Lalu hujan sangat deras seketika itu
datang mengguyur. Dan tiba-tiba petir yang sangat hebat menyambar,
“DUARRRRRRRRRRR.” Akhirnya, Edo si jerapah jangkung itu ambruk, terjatuh ke
tanah. Saat itu, kepala kakek kura-kura aman di dalam tempurungnya, tidak
kehujanan dan juga terhindar dari petir yang dahsyat menyambar padang rumput.
Tidak diam begitu saja, si kakek kura-kura dengan langkah pelan tapi pasti, dia
mendekati ke Edo, dan memberikan perhatiannya. “Kamu tidak apa-apa, anak muda?

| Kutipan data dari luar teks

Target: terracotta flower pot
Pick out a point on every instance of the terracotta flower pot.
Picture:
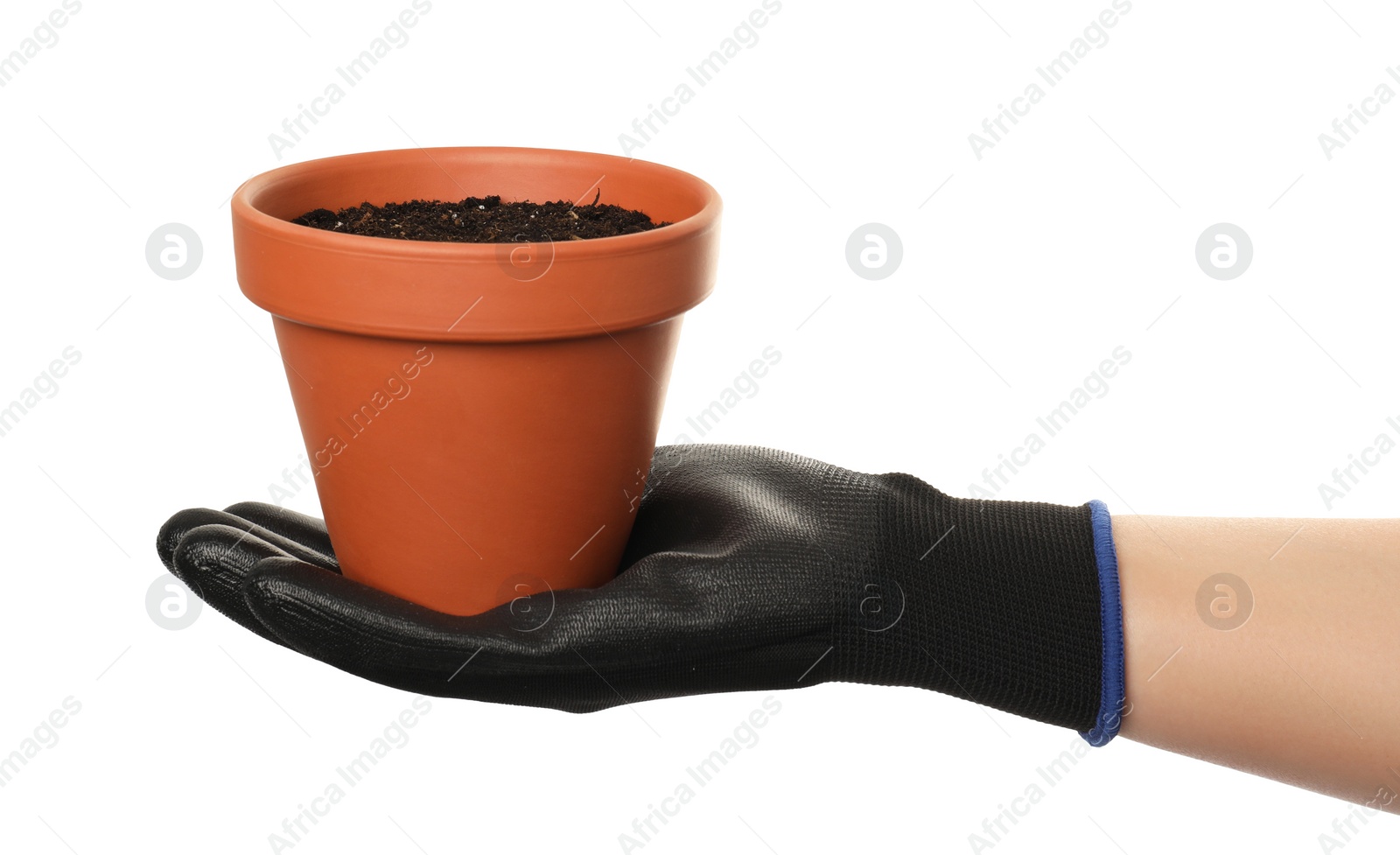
(480, 416)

Bangunlah, kenapa malah terdiam bengong tetap bersungkur di tanah?”. Lalu Edo
menjawab, “kakek kura-kura,…aku takutttt.. huwaaaaaaaaaaaa…” sambil merengek
bak anak kecil yang lemah. “Maafkan aku ya, kakek kura-kura, sudah menginjak
tubuhmu dengan sombongnya. Walaupun kakek kura-kura sudah tua, tapi tetap kuat,
tempurungmu mampu menopang berat badanku ini. Maafkan aku kakek kura-kura,
karena sudah menendangmu, sampai terlempar beberapa langkah. Aku berjanji tidak
akan menjadi anak yang sombong lagi, menolong sesama makhluk ciptaanNya.”

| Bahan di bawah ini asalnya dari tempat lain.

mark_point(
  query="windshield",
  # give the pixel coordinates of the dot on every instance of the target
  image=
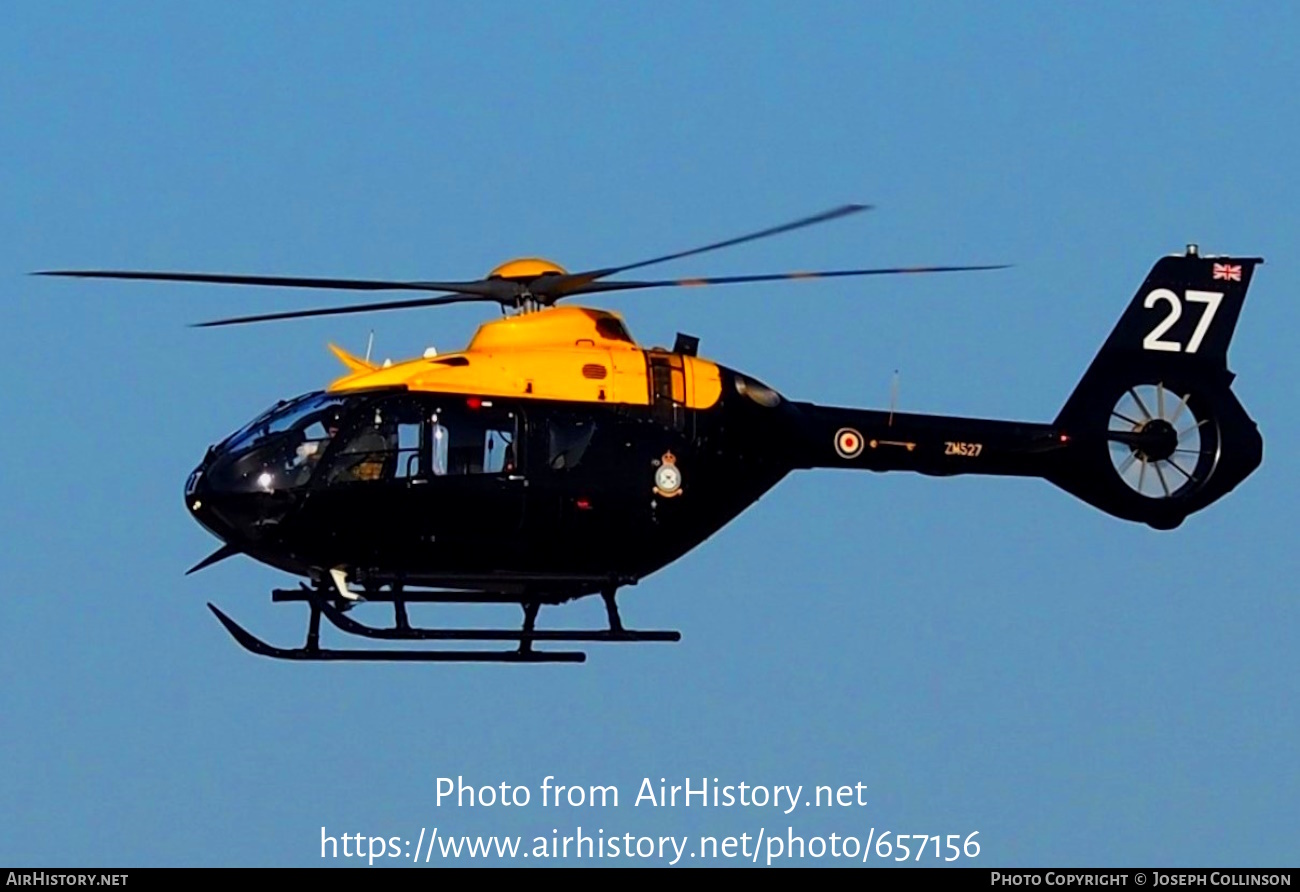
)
(284, 416)
(280, 449)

Dan sejak saat itu, si Edo tidak
lagi menjadi jerapah yang sombong, namun berubah menjadi si jerapah yang baik
hati dan suka menolong teman-temannya.
Unsur Intrinsik :
· Tema
: Penyesalan
· Alur
: Maju
· Penokohan
a) Tokoh utama =
Jerapah : Sombong , angkuh , pemarah
Kura kura : baik
hati , pemaaf , penolong
b) Tokoh bawahan =
Burung kecil : lemah
Nenek jerapah :
Penyayang , lemah lembut
· Sudut
pandang : orang ketiga
· Latar
= Waktu : Pagi hari
Tempat : Padang
rumput
Suasana : Menegangkan , menyenangkan.
·
Amanat : Dalam kehidupan sehari hari, kita tidak boleh
sombong karena hal itu akan merugikan orang lain dan diri sendiri.